7. Line a 1 lb. terrine or pate dish with cling film and then strips of smoked salmon.

8.  Pour mixture into terrine and overlap with smoked salmon slices and place in fridge for at least 6 hours.

9. To serve, slice the terrine and place onto dressed salad leaves.
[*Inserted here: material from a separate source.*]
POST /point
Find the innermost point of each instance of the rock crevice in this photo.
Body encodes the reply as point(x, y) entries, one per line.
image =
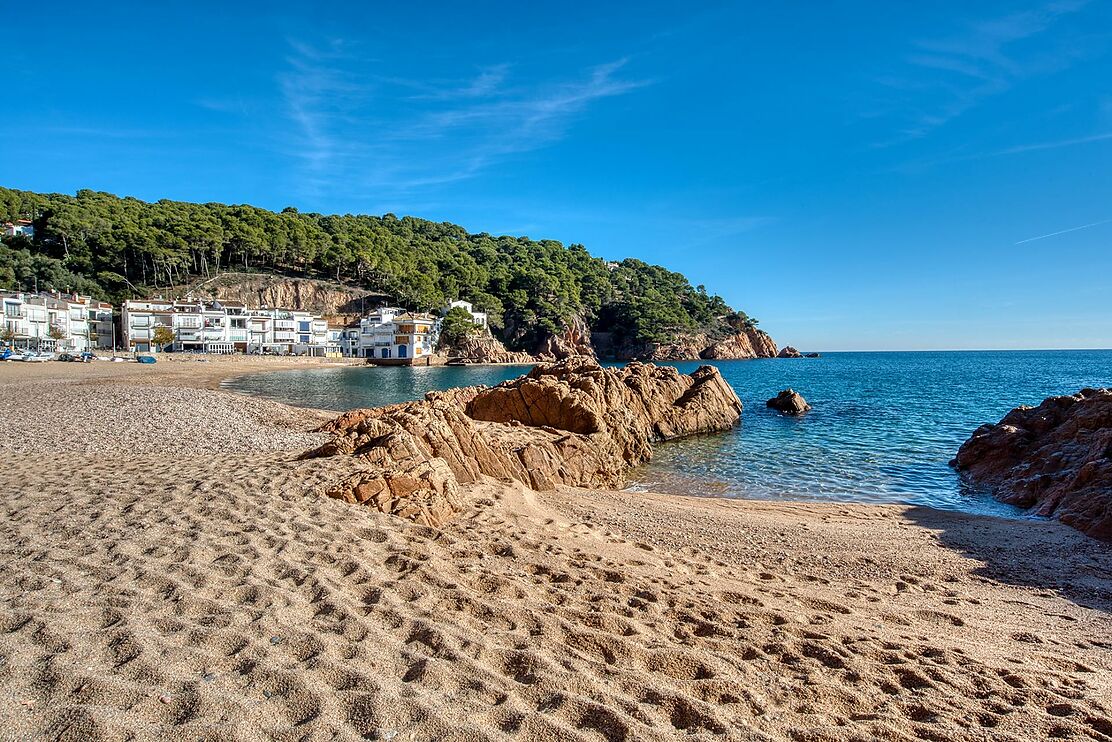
point(572, 423)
Chef's Choice:   Raspberry Creme Brulee
Ingredients

8 egg yolks
1 litre of double cream
1 vanilla pod
6 tablespoons of caster sugar
1 lb. of raspberries


Method

1. Bring cream to the boil with vanilla pod and set aside.
2. In a bowl, whisk egg yolks and sugar until pale.
3. Pour cream onto the yolks and scrape the vanilla pod seeds into mixture.
4. Pour mixture into a clean pan and stir continuously over a low heat. Mixture is ready when it coats the back of a wooden spoon.
5. Fill 8 ramekins with 2 oz. raspberries in each and divide mixture into 8 ramekins.
6. Place ramekins into a Bain Marie and cook at Gas mark 2 for 20 minutes.
7. Remove from oven and cool in fridge.8. To serve, heat grill to it's highest setting.
9. Dust generously with icing sugar and place under a grill until sugar caramelises.
10. Garnish with fresh raspberries and mint.